Applying Poynting’s theorem (2.7.10) to the difference fields at time t proves uniqueness subject to these constraints:

\[\int \int \int_{V}\left[\overrightarrow{H}_{d} \bullet \frac{\partial \overrightarrow{B}_{d}}{\partial t}+\overrightarrow{E}_{d} \bullet \frac{\partial \overrightarrow{D}_{d}}{\partial t}\right] d v+\oiint_{S}\left(\overrightarrow{E}_{d} \times \overrightarrow{H}_{d}\right) \bullet d \overrightarrow{a}=0 \]

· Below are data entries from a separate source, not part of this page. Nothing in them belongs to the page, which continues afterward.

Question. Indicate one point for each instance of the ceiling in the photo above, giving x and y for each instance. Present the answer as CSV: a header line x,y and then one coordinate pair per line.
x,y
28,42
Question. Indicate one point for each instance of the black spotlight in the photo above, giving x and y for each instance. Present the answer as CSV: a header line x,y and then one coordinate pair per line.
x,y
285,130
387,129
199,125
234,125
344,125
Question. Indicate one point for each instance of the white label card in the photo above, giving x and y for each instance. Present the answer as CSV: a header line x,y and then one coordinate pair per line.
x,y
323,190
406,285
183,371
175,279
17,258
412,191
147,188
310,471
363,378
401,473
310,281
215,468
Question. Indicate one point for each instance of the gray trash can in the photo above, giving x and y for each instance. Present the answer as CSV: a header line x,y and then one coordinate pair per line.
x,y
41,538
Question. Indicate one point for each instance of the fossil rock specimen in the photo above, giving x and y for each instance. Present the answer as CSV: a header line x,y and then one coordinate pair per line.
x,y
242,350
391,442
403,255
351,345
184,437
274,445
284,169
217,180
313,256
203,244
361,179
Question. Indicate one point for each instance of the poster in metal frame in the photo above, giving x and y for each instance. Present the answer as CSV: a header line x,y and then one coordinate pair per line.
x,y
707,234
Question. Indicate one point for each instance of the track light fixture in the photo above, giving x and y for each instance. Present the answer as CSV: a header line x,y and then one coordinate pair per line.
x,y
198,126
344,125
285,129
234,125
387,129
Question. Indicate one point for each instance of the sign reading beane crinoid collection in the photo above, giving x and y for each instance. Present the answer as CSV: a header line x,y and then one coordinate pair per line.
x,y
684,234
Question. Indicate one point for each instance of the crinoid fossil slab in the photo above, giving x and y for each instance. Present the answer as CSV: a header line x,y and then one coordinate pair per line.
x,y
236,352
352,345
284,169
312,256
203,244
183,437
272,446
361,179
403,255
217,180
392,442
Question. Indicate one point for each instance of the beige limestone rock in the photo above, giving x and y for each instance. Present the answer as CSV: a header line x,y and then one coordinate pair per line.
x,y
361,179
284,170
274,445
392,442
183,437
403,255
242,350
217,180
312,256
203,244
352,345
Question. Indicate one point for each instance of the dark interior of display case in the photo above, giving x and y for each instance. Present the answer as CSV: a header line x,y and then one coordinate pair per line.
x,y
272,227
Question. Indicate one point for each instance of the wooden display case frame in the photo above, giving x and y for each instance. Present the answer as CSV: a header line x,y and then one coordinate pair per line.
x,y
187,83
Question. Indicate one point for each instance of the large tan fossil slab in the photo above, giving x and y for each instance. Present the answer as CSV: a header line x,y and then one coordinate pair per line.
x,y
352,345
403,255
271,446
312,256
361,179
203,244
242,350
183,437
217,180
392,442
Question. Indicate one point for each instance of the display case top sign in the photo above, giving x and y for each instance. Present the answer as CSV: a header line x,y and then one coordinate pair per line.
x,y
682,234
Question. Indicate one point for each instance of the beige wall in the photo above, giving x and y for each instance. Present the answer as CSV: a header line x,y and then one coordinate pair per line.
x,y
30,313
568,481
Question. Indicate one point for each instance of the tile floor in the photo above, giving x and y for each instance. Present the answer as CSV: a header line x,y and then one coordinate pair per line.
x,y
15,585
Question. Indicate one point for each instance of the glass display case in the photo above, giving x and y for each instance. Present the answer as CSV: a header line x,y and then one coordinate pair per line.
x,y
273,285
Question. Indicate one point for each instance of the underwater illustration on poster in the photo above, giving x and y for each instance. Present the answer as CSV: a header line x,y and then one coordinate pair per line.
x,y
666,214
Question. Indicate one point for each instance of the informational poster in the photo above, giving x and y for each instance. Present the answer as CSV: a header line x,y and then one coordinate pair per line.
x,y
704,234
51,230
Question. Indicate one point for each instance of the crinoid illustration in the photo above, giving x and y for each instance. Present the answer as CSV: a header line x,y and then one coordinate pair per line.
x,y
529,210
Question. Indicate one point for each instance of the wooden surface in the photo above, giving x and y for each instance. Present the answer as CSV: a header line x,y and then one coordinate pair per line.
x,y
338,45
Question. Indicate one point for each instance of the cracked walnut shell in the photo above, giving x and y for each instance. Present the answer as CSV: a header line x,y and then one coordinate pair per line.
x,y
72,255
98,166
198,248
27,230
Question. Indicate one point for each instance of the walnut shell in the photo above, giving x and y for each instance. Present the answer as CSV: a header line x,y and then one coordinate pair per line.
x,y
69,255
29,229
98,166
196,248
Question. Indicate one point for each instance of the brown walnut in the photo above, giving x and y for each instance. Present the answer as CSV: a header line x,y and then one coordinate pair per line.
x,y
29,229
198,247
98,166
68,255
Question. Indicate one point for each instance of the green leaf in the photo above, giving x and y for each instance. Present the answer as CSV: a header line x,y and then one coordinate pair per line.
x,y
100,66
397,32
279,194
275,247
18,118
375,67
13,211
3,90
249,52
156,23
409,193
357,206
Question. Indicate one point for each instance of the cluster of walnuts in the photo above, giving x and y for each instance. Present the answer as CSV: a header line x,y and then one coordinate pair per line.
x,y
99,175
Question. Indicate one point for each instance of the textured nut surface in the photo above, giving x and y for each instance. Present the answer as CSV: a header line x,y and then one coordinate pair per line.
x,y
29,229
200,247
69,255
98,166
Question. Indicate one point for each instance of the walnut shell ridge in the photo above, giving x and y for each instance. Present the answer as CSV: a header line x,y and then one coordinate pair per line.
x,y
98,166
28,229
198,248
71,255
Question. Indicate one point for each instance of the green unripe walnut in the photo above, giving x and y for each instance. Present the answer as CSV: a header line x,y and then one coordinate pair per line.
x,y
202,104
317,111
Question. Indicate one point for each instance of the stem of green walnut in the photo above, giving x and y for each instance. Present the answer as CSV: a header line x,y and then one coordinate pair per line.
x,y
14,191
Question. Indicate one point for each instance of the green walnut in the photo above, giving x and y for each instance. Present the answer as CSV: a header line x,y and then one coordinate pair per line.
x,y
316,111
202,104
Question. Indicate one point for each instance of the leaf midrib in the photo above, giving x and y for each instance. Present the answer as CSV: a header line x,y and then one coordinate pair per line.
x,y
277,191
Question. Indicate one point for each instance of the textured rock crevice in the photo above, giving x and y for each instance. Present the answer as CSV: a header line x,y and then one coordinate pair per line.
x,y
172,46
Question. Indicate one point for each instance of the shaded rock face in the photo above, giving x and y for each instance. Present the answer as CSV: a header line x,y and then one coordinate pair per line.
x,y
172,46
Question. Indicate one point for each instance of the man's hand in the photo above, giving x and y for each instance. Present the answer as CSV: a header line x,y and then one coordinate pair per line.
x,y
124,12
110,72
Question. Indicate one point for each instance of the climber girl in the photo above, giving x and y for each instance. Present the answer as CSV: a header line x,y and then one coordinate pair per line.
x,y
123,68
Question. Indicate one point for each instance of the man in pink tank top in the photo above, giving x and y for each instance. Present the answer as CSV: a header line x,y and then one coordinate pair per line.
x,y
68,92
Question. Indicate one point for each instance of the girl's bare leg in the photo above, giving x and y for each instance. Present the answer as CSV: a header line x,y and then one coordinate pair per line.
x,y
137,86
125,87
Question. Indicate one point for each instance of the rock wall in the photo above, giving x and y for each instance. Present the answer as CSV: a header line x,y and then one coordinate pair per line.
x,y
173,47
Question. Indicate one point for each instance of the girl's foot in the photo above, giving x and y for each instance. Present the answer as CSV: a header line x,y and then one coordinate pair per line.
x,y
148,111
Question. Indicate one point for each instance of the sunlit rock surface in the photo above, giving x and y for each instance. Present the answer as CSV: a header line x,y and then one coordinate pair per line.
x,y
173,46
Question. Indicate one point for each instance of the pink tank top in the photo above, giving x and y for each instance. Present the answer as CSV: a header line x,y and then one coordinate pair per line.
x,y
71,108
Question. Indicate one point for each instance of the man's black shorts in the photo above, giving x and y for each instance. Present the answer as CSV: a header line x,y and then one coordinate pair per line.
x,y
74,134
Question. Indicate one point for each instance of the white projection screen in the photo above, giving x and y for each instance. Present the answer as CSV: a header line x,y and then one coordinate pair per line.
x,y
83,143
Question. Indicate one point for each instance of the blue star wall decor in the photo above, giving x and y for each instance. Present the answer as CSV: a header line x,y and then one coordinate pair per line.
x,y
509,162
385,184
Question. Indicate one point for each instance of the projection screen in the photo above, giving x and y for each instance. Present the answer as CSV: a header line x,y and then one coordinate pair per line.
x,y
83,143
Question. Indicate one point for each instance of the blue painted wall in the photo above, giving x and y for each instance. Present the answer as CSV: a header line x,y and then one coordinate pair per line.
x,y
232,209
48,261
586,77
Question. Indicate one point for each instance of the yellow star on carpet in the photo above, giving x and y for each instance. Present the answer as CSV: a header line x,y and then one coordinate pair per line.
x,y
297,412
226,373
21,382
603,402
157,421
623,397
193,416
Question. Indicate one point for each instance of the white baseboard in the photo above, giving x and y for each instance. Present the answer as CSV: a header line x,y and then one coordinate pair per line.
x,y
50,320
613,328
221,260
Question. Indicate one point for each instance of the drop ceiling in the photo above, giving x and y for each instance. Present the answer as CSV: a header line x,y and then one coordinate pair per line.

Boundary constraint (2) ensures that the tangential component of either \(\overrightarrow{\mathrm{E}}_{\mathrm{d}} \) or \( \overrightarrow{\mathrm{H}}_{\mathrm{d}}\) is always zero, thus forcing the cross product in the second integral of (2.8.5) to zero everywhere on the enclosing surface S. The first integral can be simplified if \(\overrightarrow{\mathrm{D}}=\varepsilon \overrightarrow{\mathrm{E}} \) and \(\overrightarrow{\mathrm{B}}=\mu \overrightarrow{\mathrm{H}} \), where both ε and μ can be functions of position. Because this volume integral then involves only the time derivative of the squares of the difference fields \( \left(\left|\overrightarrow{\mathrm{H}}_{\mathrm{d}}\right|^{2} \text { and }\left|\overrightarrow{\mathrm{E}}_{\mathrm{d}}\right|^{2}\right)\), and because these fields are zero at t = 0 by virtue of constraint (1), the difference fields can never depart from zero while satisfying (2.8.5). Since (2.8.5) holds for all time, the difference fields must therefore always be zero everywhere, meaning there can be no more than one solution to Maxwell’s equations subject to the two constraints listed above.